Pat King

Personal information
- Irish name: Padraig Ó Cionga
- Sport: Gaelic football
- Position: Full-back
- Born: 1947 Trillick, County Tyrone, Northern Ireland
- Died: 13 April 2015 Lisnaskea, County Fermanagh, Northern Ireland
- Occupation: Secondary school teacher

Club(s)
- Years: Club
- Trillick St Macartan's Lisnaskea

Club titles
- Tyrone titles: 5

Inter-county(ies)
- Years: County
- Tyrone

Inter-county titles
- Ulster titles: 1
- All-Irelands: 0
- NFL: 0
- All Stars: 0

= Pat King (Gaelic footballer) =

Irish Gaelic footballer

Patrick "Pat" King (1947 – 13 April 2015) was an Irish Gaelic footballer who played as a full-back at senior level for the Tyrone county team.

Born in Trillick, County Tyrone, King first played competitive Gaelic football in his youth. He played inter-county football as a member of the Tyrone senior team in the 1970s. During his career he won one Ulster Senior Football Championship medal.
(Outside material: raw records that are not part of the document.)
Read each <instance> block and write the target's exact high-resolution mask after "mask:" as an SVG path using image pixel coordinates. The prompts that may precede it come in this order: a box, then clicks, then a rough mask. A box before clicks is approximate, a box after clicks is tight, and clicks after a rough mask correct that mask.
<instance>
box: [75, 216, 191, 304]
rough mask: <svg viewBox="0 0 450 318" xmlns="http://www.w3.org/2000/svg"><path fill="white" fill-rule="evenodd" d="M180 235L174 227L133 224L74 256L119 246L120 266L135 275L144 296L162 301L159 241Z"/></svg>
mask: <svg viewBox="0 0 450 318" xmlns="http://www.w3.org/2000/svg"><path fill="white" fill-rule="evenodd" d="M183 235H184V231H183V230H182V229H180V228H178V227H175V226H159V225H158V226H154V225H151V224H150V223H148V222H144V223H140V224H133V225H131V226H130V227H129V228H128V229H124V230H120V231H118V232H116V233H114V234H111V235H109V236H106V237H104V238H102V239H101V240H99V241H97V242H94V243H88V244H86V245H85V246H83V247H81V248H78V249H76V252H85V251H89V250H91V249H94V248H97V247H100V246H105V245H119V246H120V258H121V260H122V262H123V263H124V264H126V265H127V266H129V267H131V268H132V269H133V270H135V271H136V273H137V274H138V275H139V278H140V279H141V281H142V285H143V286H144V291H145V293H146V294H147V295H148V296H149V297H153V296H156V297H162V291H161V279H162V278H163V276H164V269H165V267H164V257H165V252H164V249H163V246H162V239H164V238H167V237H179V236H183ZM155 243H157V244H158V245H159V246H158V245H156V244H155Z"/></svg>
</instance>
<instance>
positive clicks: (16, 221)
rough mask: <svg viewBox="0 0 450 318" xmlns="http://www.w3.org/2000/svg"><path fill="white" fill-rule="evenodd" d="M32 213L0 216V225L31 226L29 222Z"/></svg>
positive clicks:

As a member of the Ulster inter-provincial team on a number of occasions, King won one Railway Cup medal. At club level he was a five-time Tyrone Senior Football Championship medallist with Trillick St Macartan's and won one senior championship medal with Lisnaskea.

In retirement from playing, King became involved in team management and coaching. At club level he served as manager of the Lisnaskea senior team while he also took charge of the Fermanagh senior team.